Fasilitas nan diberi nama Economy Skynest ini menawarkan enam pod tidur nan disusun menyerupai tempat tidur bertingkat. Setiap pod dilengkapi kasur, perlengkapan tidur, gorden privasi, sabuk pengaman, lampu baca, port pengisian daya, hingga paket amenitas untuk kenyamanan penumpang.

Pihak maskapai memastikan kebersihan tetap terjaga dengan mengganti bantal, seprai, dan selimut setiap kali sesi penggunaan selesai. Dengan konsep ini, penumpang ekonomi sekarang mempunyai kesempatan untuk beristirahat dengan lebih nyaman selama penerbangan jarak jauh.

Ilustrasi Air New Zealand. Foto: Shutterstock

Chief Executive Air New Zealand, Nikhil Ravishankar, mengatakan bahwa penemuan ini dirancang untuk meningkatkan pengalaman perjalanan.

"Dengan memberikan lebih banyak penumpang kesempatan untuk betul-betul beristirahat dalam penerbangan jarak ultra-jauh, perjalanan ke dan dari Selandia Baru menjadi lebih mudah dijalani," ujarnya, seperti dikutip dari CNN Travel.

Selain Skynest, Air New Zealand sebelumnya juga memperkenalkan Skycouch, ialah konfigurasi tiga bangku ekonomi nan dapat diubah menjadi permukaan datar, agar penumpang bisa berbaring. Konsep ini apalagi menginspirasi maskapai lain, seperti United Airlines, nan turut mengembangkan buahpikiran serupa.

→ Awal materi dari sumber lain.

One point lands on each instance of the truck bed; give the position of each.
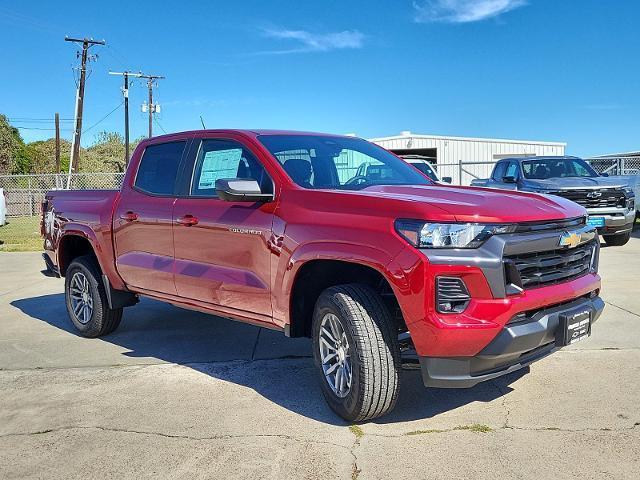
(87, 212)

Inovasi tempat tidur di dalam pesawat ini pertama kali diuji coba pada September 2024, dan sekarang mulai diterapkan secara lebih luas pada pesawat Dreamliner terbaru.

Maskapai penerbangan Air New Zealand. Foto: Summit Art Creations/Shutterstock

Rencananya, akomodasi ini bakal tersedia pada rute jarak jauh, termasuk penerbangan sekitar 17 jam nan menghubungkan John F. Kennedy International Airport dengan Auckland, salah satu rute terpanjang di dunia.

Penumpang dapat memesan pod tidur ini untuk lama empat jam dengan biaya sekitar 495 dolar AS alias sekitar Rp 8,5 juta per sesi. Durasi tersebut dipilih berasas riset mengenai pola tidur penumpang selama penerbangan.

"Rata-rata satu siklus tidur berjalan sekitar 90 menit, sehingga sesi empat jam memberi waktu bagi penumpang untuk bersantai, tertidur, dan bangun dengan lebih segar," jelas perwakilan Air New Zealand.

Dengan penemuan ini, pengalaman terbang di kelas ekonomi diharapkan menjadi lebih nyaman, terutama bagi penumpang nan menempuh perjalanan jarak jauh.